The Chinese EV Dilemma: Subsidized Yet Striking

Revised: June 28, 2024

This blog post has been updated to incorporate newly identified data and information. We appreciate the feedback from readers of the original post issued on June 20, 2024.

Trustee Chair in Chinese Business and Economics  >  Trustee China Hand

Introduction

The global war over electric vehicles (EV) has heated up in the past few weeks and threatens to get even hotter in the coming months. On June 12, 2024, the European Commission announced provisional penalty tariffs ranging from 17.4% to 38.1% against EVs imported from China. The European Union’s (EU) move to counter Chinese subsidies followed the Biden administration’s imposition of tariffs in mid-May against a range of high-tech products from China, including 100% tariffs on EVs and 25% on EV batteries. 

This should come as no surprise to anyone. In our 2020 report, The Coming NEV War?I speculated that the relative calm at that point – when China was exporting only a small number of cars which were mainly going to Bangladesh and India – could give way to greater tensions. 

Whether from a foreign firm, joint ventures, or purely local firms…China-based exports of NEVs will benefit from extensive government support. If such support translates into NEVs being sold at relatively low prices, they inevitably will invite complaints from other countries’ domestic automakers and action from regulators in the form of fair-trade remedies.

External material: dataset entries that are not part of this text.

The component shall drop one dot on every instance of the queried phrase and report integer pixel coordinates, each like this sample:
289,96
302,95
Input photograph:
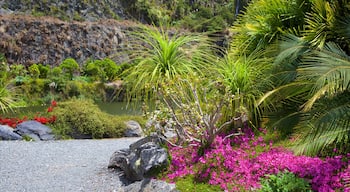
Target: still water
114,108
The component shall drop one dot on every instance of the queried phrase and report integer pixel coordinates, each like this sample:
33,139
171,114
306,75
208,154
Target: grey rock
35,130
149,185
140,159
6,133
133,129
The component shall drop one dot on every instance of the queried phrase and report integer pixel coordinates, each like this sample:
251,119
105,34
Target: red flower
49,109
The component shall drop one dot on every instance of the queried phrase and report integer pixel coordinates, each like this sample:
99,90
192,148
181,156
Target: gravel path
59,166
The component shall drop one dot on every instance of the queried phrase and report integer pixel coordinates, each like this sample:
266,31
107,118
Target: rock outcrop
7,133
141,159
149,185
34,130
133,129
28,40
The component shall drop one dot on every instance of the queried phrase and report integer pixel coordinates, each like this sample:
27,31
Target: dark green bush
69,67
34,71
102,70
284,182
78,118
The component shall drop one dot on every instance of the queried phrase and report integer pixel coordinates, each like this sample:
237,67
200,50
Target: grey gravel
55,166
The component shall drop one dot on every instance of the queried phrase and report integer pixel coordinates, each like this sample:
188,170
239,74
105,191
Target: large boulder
6,133
141,159
35,130
149,185
133,129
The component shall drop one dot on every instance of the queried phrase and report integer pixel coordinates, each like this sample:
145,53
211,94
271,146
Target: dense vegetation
204,15
287,69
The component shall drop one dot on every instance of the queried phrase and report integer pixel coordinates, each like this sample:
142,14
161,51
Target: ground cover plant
45,117
246,162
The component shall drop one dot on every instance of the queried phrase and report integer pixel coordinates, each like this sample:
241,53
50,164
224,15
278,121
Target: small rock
140,159
35,130
133,129
6,133
150,185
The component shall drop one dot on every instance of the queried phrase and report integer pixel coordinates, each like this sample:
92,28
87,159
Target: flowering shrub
235,165
12,122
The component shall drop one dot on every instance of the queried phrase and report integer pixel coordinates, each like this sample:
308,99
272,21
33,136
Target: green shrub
17,70
69,67
78,118
44,70
102,70
286,182
34,71
189,184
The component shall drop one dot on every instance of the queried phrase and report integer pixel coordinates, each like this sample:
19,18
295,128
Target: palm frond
329,70
161,56
325,127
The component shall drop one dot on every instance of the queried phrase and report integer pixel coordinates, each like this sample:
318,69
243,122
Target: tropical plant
161,57
327,107
245,78
69,66
264,21
34,71
7,101
196,108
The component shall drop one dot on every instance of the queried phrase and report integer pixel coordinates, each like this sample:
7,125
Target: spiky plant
264,21
328,106
245,78
160,56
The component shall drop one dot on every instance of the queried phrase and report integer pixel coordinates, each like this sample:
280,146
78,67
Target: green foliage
69,67
44,70
7,98
245,78
104,70
160,57
17,70
189,184
34,71
77,118
284,182
264,21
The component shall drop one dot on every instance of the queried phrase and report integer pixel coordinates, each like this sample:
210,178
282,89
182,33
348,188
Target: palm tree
327,110
264,21
160,57
245,78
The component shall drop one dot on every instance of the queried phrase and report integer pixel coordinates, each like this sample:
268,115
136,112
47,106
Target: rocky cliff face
79,10
27,40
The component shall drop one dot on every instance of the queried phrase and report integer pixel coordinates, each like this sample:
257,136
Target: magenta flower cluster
238,163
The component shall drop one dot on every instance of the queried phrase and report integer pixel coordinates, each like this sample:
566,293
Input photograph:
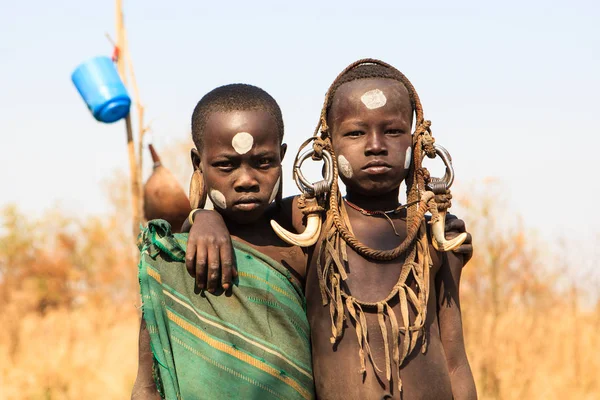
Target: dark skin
374,141
247,182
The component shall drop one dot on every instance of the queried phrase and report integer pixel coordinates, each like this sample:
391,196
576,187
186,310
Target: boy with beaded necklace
374,269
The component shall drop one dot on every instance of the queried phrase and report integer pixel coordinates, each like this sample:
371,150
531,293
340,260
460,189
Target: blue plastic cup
100,86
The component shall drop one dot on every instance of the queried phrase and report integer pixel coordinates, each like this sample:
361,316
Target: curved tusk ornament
439,236
305,239
312,232
438,186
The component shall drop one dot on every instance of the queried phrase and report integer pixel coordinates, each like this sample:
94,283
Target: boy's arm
209,254
210,257
144,387
450,322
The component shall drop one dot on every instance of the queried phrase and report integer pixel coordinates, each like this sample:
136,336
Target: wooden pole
133,165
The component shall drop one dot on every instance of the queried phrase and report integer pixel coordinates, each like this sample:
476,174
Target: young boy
383,304
252,341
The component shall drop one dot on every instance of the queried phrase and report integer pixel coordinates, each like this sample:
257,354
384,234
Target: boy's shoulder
287,214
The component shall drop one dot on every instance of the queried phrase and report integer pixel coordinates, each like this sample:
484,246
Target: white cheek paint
218,199
373,99
275,190
242,142
344,167
407,159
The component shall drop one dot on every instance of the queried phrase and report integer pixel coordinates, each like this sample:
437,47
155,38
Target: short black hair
367,71
233,97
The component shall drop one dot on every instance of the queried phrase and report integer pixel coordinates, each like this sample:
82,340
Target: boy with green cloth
382,287
253,340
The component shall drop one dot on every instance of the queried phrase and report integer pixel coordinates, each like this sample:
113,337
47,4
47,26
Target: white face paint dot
242,142
218,198
407,158
345,167
373,99
275,190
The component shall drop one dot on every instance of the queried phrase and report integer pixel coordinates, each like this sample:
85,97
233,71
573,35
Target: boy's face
241,162
371,121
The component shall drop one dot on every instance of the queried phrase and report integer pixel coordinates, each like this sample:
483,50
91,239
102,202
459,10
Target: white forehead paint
373,99
275,190
218,198
344,167
242,142
407,158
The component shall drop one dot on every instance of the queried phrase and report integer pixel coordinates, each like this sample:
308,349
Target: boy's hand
209,257
454,227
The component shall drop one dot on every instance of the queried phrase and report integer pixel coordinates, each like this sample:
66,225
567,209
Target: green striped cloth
253,344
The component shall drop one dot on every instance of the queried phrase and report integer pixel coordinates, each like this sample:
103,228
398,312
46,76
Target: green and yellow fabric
252,344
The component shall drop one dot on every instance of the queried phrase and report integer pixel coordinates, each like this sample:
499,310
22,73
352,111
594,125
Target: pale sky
512,88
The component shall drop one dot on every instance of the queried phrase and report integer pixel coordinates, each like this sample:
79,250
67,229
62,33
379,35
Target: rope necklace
385,213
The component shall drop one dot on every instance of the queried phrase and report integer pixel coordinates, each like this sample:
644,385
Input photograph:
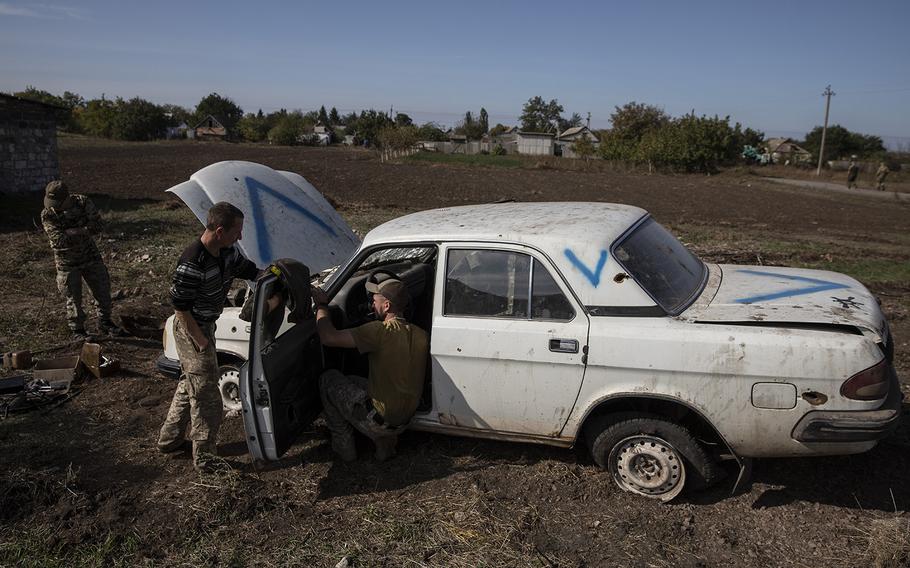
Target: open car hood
284,215
752,294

China’s trading partners argue that these tensions are the result of Chinese industrial policy and unfair trade practices. China argues that its growing exports reflect the country’s natural comparative advantage and the high quality of its companies’ products. The reality – and what makes this a difficult challenge – is that there is some truth in both perspectives. Chinese EVs have benefitted from massive industrial policy support, and their quality is improving, making them attractive to domestic and overseas consumers. An effective response by the U.S., Europe and others must take account of both facts. 

Industrial Policy Support 

China has used a wide range of tools to promote the EV sector. These include regulatory changes such as the “dual-credit system,” which has pushed automakers to have a growing share of their fleets be electrified and to make license plates for EVs easier for consumers to obtain than for internal-combustion engine (ICE) vehicles. But these measures would be irrelevant without substantial financial backing. The Trustee Chair made estimates in 2018, 2020 and 2022 of Chinese industrial policy spending for the sector. Following this original methodology (but with some slight corrections), we have updated the data through the end of 2023 (see Figure 1). 

Figure 1: Industrial Policy Spending for China’s EV Sector    (US$, billions)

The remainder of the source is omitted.